For many entrepreneurs, starting a business is not the start of the journey – often, the formal launch of a company comes after years (and years) of planning, dreaming, brainstorming, researching, fundraising, and saving. Sadly, according to the University of the Western Cape, South Africa has a higher start-up failure rate – 70 – 80% of small businesses fail in the first five years – than elsewhere in the world.
Such a statistic can make the very idea of trying to start a business in South Africa seem like an impossibility, because the challenges go beyond navigating the legal and regulatory landscape, securing funding, building a customer base in a competitive market, and ensuring ongoing operations and productivity in the face of persistent load shedding.

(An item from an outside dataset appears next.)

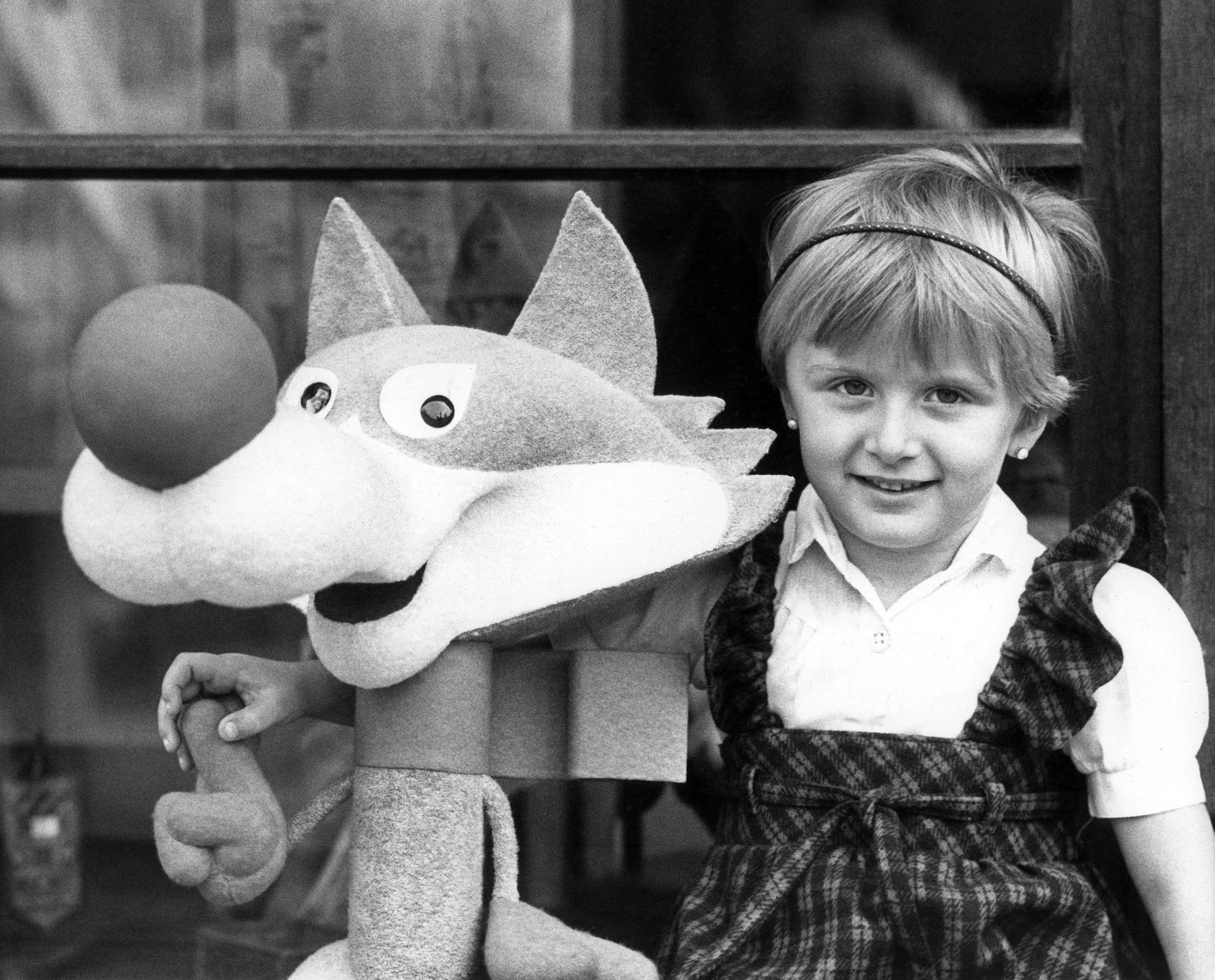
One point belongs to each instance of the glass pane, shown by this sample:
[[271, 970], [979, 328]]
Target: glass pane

While it can seem incredibly overwhelming, it’s important that those with the vision, knowledge, resources, and commitment, do start their businesses, because the growth and success of SMEs in particular is fundamental to the future of the nation. This is, in large, because SMEs currently represent more than 98% of business, employing between 50% – 60% of the country’s workforce across all sectors.

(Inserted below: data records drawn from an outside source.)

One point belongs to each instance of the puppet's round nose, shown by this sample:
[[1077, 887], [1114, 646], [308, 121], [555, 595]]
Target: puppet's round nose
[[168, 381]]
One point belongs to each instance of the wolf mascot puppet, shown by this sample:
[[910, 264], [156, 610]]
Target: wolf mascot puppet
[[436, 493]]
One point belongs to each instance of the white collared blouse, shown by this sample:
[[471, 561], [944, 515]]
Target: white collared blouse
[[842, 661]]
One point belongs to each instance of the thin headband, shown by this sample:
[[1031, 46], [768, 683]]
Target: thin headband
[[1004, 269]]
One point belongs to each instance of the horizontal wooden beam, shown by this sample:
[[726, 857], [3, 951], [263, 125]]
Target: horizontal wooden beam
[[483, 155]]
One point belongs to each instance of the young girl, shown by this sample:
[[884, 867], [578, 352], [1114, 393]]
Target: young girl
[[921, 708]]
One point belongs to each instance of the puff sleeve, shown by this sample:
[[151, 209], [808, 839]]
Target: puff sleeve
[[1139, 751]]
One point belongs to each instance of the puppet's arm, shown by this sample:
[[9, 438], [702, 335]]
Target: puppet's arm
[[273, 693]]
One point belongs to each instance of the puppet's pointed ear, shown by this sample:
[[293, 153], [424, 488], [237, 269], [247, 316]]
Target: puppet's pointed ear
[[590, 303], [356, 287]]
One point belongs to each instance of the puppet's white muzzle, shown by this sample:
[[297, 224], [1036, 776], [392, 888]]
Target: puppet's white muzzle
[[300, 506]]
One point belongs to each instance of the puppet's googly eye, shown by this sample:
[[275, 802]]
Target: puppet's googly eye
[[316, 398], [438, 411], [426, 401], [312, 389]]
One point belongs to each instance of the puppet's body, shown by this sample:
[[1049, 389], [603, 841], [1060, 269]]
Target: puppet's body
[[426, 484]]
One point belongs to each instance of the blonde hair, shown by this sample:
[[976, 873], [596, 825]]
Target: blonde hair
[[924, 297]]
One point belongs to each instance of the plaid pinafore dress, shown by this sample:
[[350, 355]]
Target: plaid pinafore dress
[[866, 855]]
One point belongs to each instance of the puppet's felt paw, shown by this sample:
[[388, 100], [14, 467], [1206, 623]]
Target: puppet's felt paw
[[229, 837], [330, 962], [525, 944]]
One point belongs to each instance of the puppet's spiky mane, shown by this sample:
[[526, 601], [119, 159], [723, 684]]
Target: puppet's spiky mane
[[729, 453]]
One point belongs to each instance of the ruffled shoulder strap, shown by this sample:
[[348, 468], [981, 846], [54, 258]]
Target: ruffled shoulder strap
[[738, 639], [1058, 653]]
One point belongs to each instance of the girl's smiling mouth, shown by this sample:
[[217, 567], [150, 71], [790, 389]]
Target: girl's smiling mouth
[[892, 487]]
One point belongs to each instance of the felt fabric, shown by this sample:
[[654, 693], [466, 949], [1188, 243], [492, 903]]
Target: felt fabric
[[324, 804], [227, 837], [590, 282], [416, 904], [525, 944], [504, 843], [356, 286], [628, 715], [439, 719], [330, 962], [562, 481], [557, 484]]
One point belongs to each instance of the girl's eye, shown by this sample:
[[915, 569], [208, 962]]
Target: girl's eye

Sandra Beswick, Senior Business Rescue Practitioner and Director of Fluence Capital, says: “All things considered, 2022 can be said to have been something of a year of recovery, with more than 60% of South African businesses reporting growth in spite of the many challenges that arose. When it comes to looking ahead for aspiring entrepreneurs, it’s wise to do so with an awareness of requirements and trends, challenges and opportunities, if a new company is ever to succeed.”

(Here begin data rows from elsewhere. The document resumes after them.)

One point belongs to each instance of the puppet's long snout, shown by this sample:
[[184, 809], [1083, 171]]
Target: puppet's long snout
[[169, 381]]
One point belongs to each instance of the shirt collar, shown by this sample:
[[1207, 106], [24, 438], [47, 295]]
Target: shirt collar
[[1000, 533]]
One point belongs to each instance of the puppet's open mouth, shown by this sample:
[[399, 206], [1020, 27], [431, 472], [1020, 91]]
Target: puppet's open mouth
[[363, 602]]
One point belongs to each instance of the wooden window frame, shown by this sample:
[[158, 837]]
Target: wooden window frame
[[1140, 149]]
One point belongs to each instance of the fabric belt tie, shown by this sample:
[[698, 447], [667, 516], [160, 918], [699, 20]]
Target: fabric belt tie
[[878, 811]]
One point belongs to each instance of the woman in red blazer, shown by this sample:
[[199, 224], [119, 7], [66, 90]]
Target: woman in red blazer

According to Beswick, there are five key considerations for starting a business during challenging times as follows:
- Have a business plan – and review it regularly. “Crafting a detailed business plan is a must for any business and the perfect starting point because it requires you to do research into your target market, possible competitors, financial projections, operational details, and marketing strategies,” says Beswick. “Given the many challenges faced by South African businesses, however, it’s important that your business plan is regularly reviewed to ensure you and your business remain adaptable in an ever-changing – and increasingly challenged – context.”
- Tick the legal boxes. Dreams and goals aside, there is a fair amount of red tape involved in starting a business in South Africa. While specific legal requirements differ depending on business structure, size, and industry, there are a few key requirements, such as establishing what business structure you will use (i.e., sole proprietorship, partnership, proprietary limited company, public company, personal liability company, or non-profit company); setting up your tax reference number and registering for appropriate taxes; getting the right licenses and permits to operate; complying with labour laws and taking note of environmental regulations; and maintaining clear financial records from day one. “If you aren’t certain what you need to do for some of these, it’s best to consult an experienced professional to advise you,” says Beswick.
- Managing your cash flow is as important as finding funding. The number one reason most start-ups in South Africa fail is that they run out of cash, which means managing your cash flow correctly is one of the most important things you can do. While there also are a variety of different funding options for South African entrepreneurs to explore, such as government grants, loans, and equity financing, it’s important to take heed before signing any documents. You need to ensure you properly understand the costs involved, the payment terms, if there are any, and how best to manage your cash flow on an ongoing basis.
- Know your market. “South Africa is a highly competitive economy for businesses to take part in, which means it’s important for prospective business owners to conduct thorough research to identify the target market, and understand their needs,” says Beswick. Not only will this enable you, as the business owner, to tailor your products and services to meet these needs, but it can also give you a competitive advantage if you can identify an area of service that’s currently not met, or not met efficiently at present, by your competitors.
- Know when you need help. Starting and growing a successful business in South Africa won’t take a day or two – it may not even take a year or two. Realistically, it will involve a lot of time and a lot of hard work. Often, throughout this process, you may require the assistance and guidance of experts, such as legal advisors, funding experts, and business turnaround practitioners. “The key to ensuring you get the help you need in the hour you need it, is to stay informed about where your business is at. By keeping your finger on the pulse, and continually analysing your progress, you will be able to reach out for assistance timeously to ensure any intervention that is required is more likely to be a success,” says Beswick.
“Often, entrepreneurs and business owners will talk about how lonely a journey it can be to build their business from idea to reality. By taking these five factors into consideration, and consulting with the right people to offer advice and guidance, you place yourself in the best position to eliminate possible risks and obstacles that you may face on your journey towards entrepreneurial success,” says Beswick.